The government’s plans for reforming the House of Lords are in disarray. A substantial majority – 462 to 124 – in the House of Commons voted for reform but the motion to set out the timetable for the debate was withdrawn in the face of certain defeat. Without a timetable, the bill faces unending discussion that would wreak havoc with all the government’s other legislative plans. So this is not the victory it seems.
But why the fuss? How come a majority of 338 cannot get its way? Isn’t an elected second chamber obviously an improvement?
The answer is that there is no coherent view of what an improved second chamber would look like: those 462 all voted with different ideas in mind. The term of office (15 years, non-renewable), the method of election (PR on regional lists), the powers of the new house compared with the Commons (in theory, unchanged, but this is unlikely to stick): these are not just details of the government’s proposal but each is enough to sink the whole venture if supporters cannot agree amongst themselves.

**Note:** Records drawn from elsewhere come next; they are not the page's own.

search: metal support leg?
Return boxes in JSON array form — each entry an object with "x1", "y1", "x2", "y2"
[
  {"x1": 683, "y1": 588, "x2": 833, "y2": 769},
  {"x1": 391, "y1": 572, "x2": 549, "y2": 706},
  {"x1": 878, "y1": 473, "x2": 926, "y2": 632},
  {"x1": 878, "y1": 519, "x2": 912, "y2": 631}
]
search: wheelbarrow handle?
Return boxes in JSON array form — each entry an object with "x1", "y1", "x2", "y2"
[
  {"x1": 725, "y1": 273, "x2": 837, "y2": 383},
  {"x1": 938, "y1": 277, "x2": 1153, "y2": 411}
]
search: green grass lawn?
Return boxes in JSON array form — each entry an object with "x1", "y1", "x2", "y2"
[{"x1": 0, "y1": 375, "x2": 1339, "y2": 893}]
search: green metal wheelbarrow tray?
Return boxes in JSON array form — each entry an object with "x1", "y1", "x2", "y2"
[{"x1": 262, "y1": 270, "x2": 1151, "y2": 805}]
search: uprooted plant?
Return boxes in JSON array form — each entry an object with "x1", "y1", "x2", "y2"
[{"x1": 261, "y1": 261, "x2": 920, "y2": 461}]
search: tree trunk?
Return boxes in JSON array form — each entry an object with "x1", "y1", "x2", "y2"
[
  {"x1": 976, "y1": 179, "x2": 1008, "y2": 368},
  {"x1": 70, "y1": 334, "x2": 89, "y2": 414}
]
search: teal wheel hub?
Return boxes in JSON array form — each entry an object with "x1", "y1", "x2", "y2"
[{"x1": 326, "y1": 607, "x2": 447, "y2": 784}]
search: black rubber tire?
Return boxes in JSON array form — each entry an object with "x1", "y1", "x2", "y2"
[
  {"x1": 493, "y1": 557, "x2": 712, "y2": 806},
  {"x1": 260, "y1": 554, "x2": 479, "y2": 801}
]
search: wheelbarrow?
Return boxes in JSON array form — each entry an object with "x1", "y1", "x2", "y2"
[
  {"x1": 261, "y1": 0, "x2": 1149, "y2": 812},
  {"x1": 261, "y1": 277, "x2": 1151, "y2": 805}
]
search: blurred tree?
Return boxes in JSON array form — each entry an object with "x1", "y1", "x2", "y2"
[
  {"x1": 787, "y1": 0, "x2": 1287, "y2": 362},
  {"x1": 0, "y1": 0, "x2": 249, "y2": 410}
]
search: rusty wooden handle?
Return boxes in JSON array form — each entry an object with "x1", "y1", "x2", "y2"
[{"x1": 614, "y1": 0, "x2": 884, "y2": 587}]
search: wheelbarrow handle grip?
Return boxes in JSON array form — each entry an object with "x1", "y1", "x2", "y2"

The parallels with the proposal to change the electoral system for the House of Commons, rejected in a referendum last year, are striking.
The Liberal Democrats have insisted on this proposal as a condition of their participation in the coalition government. Most Conservatives don’t like at and the few that do think it is a low priority. Labour ostensibly supports it – it was in the 2010 general election manifesto – but in fact is doubtful: we have learned that opposition parties do not consider themselves bound by their own manifestos (do governing parties?) and, if Labour had really wanted to reform the House of Lords properly, it had 13 years with a clear majority in the Commons in which to do so. The opportunity to do damage to the coalition government and to widen the split between the two parties is just too good to miss.
In the case of electoral reform, the Conservatives were persuaded to support the bill in parliament because there was a referendum to come afterwards, in which they could then oppose it. This time, chastened by the experience of that referendum defeat, Liberal Democrat leader Nick Clegg insists that parliament should not “sub-contract to the British people” this decision. Does this look as much like principle as it does like fear?
The truth is that this proposal came from the same origin as the plan to change the electoral system, for the same reasons, with the same lack of preparation, and will meet the same fate. The fundamental changes to the British constitution and to British political culture that the Liberal Democrats (and this website) think necessary cannot be brought about by means of a coalition agreement between two parties, one of which opposes those plans and has only conceded them in order to get support for its economic and domestic policies. The Scottish Parliament, for example, did not spring unbidden from the Scotland Act but was preceded by years of debate in the Scottish Constitutional Convention. There has been no such attempt to find consensus on changes to the electoral system or the second chamber before the Liberal Democrats put them in the programme for government.
That those proposals are not succeeding is a regret but not a surprise.
“There has been no such attempt [as the Scottish Constitutional Convention] to find consensus on changes to the electoral system or the second chamber before the Liberal Democrats put them in the programme for government.”
Because no such consensus is possible, at least within the political parties. The Conservatives are implacably opposed to electoral reform and, as we have seen, hopelessly divided on HoL reform (despite the fact that the Coalition’s proposals were designed to appease most critics). In office, Labour did nothing, and in opposition seem interested only in, well, opposition.
The only possible benefit that an SCC-style body might have made would be to raise awareness of the issues among the general public so that they would be better informed, less easily misled, and more motivated to participate. Maybe.